Robot Performs First Fully-Automated Laparoscopic Surgery

A new robot developed by a team at Johns Hopkins University has performed the first laparoscopic surgery without human help. It performed the surgery on the soft tissue of a pig, and it is a major step towards fully automated surgery on humans.

Smart Tissue Autonomous Robot (STAR) 

The robot is called the Smart Tissue Autonomous Robot (STAR), and it was described in a paper published in Science Robotics. 

Axel Krieger is an assistant professor of mechanical engineering at Johns Hopkins’ Whiting School of Engineering. He is also senior author of the research. 

“Our findings show that we can automate one of the most intricate and delicate tasks in surgery: the reconnection of two ends of an intestine. The STAR performed the procedure in four animals and it produced significantly better results than humans performing the same procedure,” said Krieger.

The robot proved especially efficient at intestinal anastomosis, which is a procedure that requires repetitive motion and precision. It is one of the more challenging aspects of gastrointestinal surgery since it requires high accuracy and consistency. A slight hand tremor could result in massive complications for a patient. 

Building Upon 2016 Model

Krieger worked with a team at the Children’s National Hospital in Washington, D.C. and Jin Kang, who is a Johns Hopkins professor of electrical and computer engineering. Together they created the robot with a vision-guided system designed to suture soft tissue. The current model is built upon a 2016 model that was able to repair a pig’s intestines. However, the previous model required a large incision and guidance from humans. 

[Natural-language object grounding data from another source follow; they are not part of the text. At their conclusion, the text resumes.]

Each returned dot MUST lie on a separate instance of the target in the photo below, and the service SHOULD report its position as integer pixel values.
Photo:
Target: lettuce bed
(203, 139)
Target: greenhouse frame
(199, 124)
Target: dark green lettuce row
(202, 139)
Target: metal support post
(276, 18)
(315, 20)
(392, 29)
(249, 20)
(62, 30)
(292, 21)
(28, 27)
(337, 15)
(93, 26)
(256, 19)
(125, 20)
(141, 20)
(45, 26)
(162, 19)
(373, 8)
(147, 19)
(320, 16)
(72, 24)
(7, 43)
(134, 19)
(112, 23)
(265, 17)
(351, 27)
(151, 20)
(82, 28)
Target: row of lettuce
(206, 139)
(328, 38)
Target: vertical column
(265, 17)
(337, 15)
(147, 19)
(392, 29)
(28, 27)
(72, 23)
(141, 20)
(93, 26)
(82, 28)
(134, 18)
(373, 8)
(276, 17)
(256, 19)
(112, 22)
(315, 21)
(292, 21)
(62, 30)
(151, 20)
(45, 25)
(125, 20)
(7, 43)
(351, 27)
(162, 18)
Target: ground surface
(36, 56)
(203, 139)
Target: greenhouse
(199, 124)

The current STAR system was given new features that enhance autonomy and improve surgical precision. These include specialized suturing tools and state-of-the-art imaging systems. 

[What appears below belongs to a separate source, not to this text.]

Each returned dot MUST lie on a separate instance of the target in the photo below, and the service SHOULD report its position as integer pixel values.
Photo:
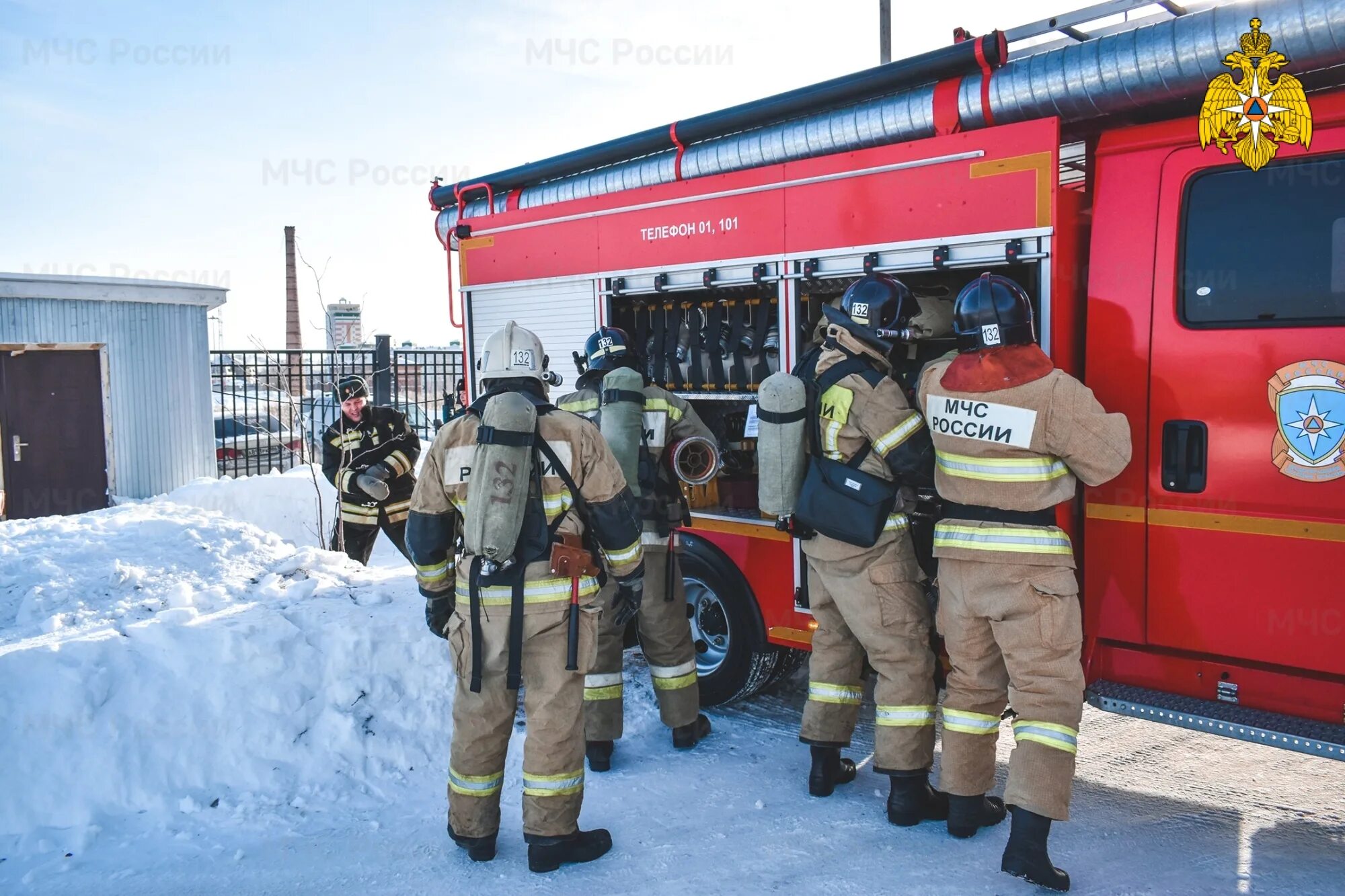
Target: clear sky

According to Krieger, soft-tissue surgery is a major challenge for robots given the unpredictability. To overcome this, the STAR was equipped with a novel control system that can adjust the surgical plan in real time, similar to a human surgeon.

“What makes the STAR special is that it is the first robotic system to plan, adapt, and execute a surgical plan in soft tissue with minimal human intervention,” Krieger said.

Kang and his team of students developed a structural-light based three-dimensional endoscope and machine learning-based tracking algorithm to guide the system. 

“We believe an advanced three-dimensional machine vision system is essential in making intelligent surgical robots smarter and safer,” Kang said.

It is becoming increasingly important to have automatic robotic systems designed for laparoscopic procedures. 

“Robotic anastomosis is one way to ensure that surgical tasks that require high precision and repeatability can be performed with more accuracy and precision in every patient independent of surgeon skill,” Krieger said. “We hypothesize that this will result in a democratized surgical approach to patient care with more predictable and consistent patient outcomes.”

Some of the other team members responsible for the STAR include Hamed Saeidi, Justin D. Opfermann, Michael Kam, Shuwen Wei, and Simon Leonard from Johns Hopkins. The research was also assisted by Michael H. Hsieh, director of Transitional Urology at Children’s National Hospital.